Sports

A Gymnastics Coach, a Misconduct Complaint and a Hall of Fame Berth


To keep Wright from harming more children, Hoffman said, she plans to push for Wright to receive a lifetime ban from the sport because “the pain she caused so many young girls was just so lasting.”

Wright, 70, started coaching gymnastics as a teenager in her native New Zealand, according to an online bio. In 1975, she moved to the United States and quickly rose in the sport.

For about a decade, starting in 1979, she worked with Don Peters, the 1984 Olympic coach and longtime national team coach, as his assistant at SCATS Gymnastics in Southern California, one of the most successful American gyms at the time, where she coached top gymnasts. (In 2011, U.S.A. Gymnastics barred Peters for life and removed him from its Hall of Fame based on accusations that he had sex with three of his teenage gymnasts in the 1980s.)

At Olympus Gymnastics, the Utah club Wright opened in 1993, she prided herself on helping dozens of gymnasts, including Hoffman — more than 100 in all, by her count — earn college scholarships in the sport.

“Mary was a tough coach, but she was a good coach,” said Taryn Apgood Taylor, who trained with Wright from age 9 until she retired at 17 because of injuries. “I had a wonderful relationship with her and really felt like she protected her gymnasts.”

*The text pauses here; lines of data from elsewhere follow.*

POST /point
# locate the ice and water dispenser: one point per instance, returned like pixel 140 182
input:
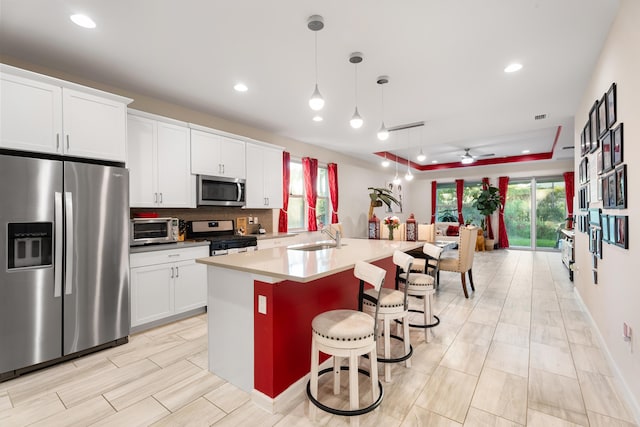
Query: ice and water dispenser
pixel 30 244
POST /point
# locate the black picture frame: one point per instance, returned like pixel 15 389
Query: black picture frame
pixel 602 116
pixel 621 187
pixel 612 229
pixel 585 139
pixel 622 232
pixel 616 145
pixel 607 164
pixel 594 217
pixel 604 189
pixel 611 105
pixel 612 190
pixel 593 126
pixel 599 165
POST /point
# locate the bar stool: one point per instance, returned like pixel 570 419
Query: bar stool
pixel 422 285
pixel 392 305
pixel 347 333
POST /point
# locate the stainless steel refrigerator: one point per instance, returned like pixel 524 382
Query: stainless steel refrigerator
pixel 64 259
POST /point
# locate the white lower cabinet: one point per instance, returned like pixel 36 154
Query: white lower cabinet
pixel 167 282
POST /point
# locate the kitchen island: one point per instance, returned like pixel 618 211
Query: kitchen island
pixel 261 304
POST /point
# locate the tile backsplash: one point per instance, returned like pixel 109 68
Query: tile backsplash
pixel 265 216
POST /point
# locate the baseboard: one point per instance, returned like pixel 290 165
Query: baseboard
pixel 633 405
pixel 288 399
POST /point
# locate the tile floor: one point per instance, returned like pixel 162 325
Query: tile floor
pixel 519 352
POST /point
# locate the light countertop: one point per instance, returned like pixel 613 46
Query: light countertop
pixel 305 266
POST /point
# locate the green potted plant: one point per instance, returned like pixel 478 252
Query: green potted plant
pixel 378 196
pixel 487 202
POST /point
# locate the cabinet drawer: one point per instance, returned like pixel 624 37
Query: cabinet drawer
pixel 170 255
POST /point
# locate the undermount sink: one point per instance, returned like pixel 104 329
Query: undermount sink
pixel 314 246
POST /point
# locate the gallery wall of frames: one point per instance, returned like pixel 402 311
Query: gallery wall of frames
pixel 603 188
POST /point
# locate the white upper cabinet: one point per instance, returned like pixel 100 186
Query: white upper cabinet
pixel 217 155
pixel 47 115
pixel 264 177
pixel 159 164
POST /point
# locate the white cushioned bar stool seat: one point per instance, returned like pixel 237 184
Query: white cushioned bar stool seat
pixel 422 285
pixel 392 305
pixel 347 334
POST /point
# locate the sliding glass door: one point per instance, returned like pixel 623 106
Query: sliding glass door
pixel 535 211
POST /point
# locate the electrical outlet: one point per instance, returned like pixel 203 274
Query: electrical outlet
pixel 262 304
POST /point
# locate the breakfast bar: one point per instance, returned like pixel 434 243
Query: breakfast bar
pixel 261 304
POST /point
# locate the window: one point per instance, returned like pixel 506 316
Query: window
pixel 297 212
pixel 446 202
pixel 535 211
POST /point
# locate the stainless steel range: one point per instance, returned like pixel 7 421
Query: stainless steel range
pixel 222 236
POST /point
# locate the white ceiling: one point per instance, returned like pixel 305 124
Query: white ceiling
pixel 444 58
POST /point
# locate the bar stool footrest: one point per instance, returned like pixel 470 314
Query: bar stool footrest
pixel 431 325
pixel 345 412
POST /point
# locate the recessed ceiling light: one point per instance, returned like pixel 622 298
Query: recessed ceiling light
pixel 83 20
pixel 511 68
pixel 241 87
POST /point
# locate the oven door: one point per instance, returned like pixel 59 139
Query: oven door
pixel 217 191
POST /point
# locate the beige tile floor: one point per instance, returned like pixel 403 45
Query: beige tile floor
pixel 519 352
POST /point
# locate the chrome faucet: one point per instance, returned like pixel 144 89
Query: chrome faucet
pixel 335 237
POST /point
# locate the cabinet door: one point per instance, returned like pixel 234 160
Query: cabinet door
pixel 190 290
pixel 151 293
pixel 30 114
pixel 232 154
pixel 142 165
pixel 273 177
pixel 175 183
pixel 205 153
pixel 254 187
pixel 94 127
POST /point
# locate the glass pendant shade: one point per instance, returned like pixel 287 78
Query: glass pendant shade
pixel 356 121
pixel 317 101
pixel 383 133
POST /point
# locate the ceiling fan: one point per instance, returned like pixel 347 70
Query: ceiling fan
pixel 467 158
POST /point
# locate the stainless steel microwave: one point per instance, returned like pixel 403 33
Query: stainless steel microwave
pixel 219 191
pixel 145 231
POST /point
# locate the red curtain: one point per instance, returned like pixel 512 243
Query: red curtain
pixel 332 172
pixel 283 221
pixel 310 171
pixel 434 198
pixel 569 193
pixel 503 186
pixel 485 185
pixel 459 195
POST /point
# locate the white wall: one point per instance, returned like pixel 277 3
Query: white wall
pixel 616 297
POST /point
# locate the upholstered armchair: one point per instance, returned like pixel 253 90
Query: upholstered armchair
pixel 464 261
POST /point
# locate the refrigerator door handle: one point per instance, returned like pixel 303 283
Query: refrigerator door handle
pixel 58 221
pixel 68 277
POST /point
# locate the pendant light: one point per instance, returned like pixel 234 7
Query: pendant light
pixel 383 132
pixel 316 23
pixel 385 163
pixel 396 179
pixel 356 120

Taylor, 39, was one of eight gymnasts who trained with Wright when Olympus first opened. Wright would yell at the gymnasts and encourage them to work through the pain of injuries, she said, but that method was more accepted then than it is now.

From Taylor’s perspective, Wright never acted out of anger and never forced gymnasts to train on injuries if a doctor had advised against it. After gymnasts finished training on an apparatus, Taylor recalled, Wright expected them to hug her and thank her, so there were no hard feelings.